Mr Straw immediately ordered an inquiry into why the information was not made available to ministers. The Home Secretary is indignant that Bell has been able to make around pounds 50,000 from the book and is urgently looking at the law to stop other criminals profiting from their crimes in such a way.

Whitehall sources said yesterday that if ministers had been told of the book in March 1996, when officials first learned about it, they could have tried to stop the payment.

Tory MP Ann Widdecombe, who was a Home Office minister with responsibility for prisons when the book deal first became known, said yesterday she was "quite disgusted" that ministers had not been informed. She said: "One cannot have material of that order of magnitude known to officials and probation officers and not known by ministers."

Officials became aware of the book when Durham Probation Service passed information to the Prison Service Lifer Review Unit, which monitors released life sentence prisoners, who remain on licence for the rest of their lives.

The unit decided that the book project was not a breach of Bell's licence and took no action.

In a statement, Mr Straw said: "I deeply regret that ministers were not informed and were therefore not able to intervene. I have asked the Permanent Secretary to investigate what happened so we can learn lessons for the future."

Had the book project become public knowledge in 1996, Sereny amd publishers Macmillan would have been under great pressure to withhold the payment to Bell. Sereny said last night she had warned Bell against going ahead with the book, telling her to talk to a psychiatrist instead.

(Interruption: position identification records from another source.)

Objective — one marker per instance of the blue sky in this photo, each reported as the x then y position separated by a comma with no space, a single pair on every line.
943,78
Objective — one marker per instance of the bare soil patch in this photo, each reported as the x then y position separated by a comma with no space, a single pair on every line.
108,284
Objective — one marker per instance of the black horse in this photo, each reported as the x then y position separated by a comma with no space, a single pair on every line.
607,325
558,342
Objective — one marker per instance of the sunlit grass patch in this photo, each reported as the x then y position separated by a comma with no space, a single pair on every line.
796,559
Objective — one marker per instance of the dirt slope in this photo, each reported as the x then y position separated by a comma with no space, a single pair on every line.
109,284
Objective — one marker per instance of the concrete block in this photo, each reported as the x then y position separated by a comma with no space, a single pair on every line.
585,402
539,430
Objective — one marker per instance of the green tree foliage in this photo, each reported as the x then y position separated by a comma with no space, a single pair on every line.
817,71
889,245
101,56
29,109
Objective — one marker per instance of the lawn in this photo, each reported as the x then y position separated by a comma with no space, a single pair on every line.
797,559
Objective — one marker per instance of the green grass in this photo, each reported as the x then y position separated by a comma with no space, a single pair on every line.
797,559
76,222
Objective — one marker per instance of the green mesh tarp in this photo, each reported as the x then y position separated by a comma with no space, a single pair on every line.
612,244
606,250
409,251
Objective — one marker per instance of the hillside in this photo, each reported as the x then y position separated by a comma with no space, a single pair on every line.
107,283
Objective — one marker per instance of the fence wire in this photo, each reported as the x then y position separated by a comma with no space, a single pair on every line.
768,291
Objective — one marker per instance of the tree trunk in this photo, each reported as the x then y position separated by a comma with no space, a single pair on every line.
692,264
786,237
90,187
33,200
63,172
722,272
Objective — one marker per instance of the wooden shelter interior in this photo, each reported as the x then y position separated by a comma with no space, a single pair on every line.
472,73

"I warned her against doing it, that it would be better for her to speak to a psychiatrist for her great desire to open herself, to reach inside herself, but she was determined to do this," she told Channel 4 News.

Mr Straw issued his statement after a meeting at the Home Office with June Richardson, whose four-year-old son Martin was Bell's first victim. She demanded Bell hand back the cash she was paid for her help with the book.

Bell and her 14-year-old daughter have been forced to flee their home on the south coast after being besieged by reporters. Tabloid newspapers yesterday carried interviews with Bell's boyfriend, who disclosed that the Home Office had known for some time that a book was planned. After the Home Office was asked to confirm this, an inquiry was launched.

The Press Complaints Commission said yesterday that it had launched an inquiry into a possible breach of its code of practice over payments made to Macmillan by the Times, which is serialising the book, Cries Unheard.

Clause 16 of the newspaper code of practice bans payments to agents or associates of convicted criminals unless there is an overwhelming public interest.

A decision is expected later today from the Attorney General John Morris on whether there is any means under existing law to block the payments to Bell.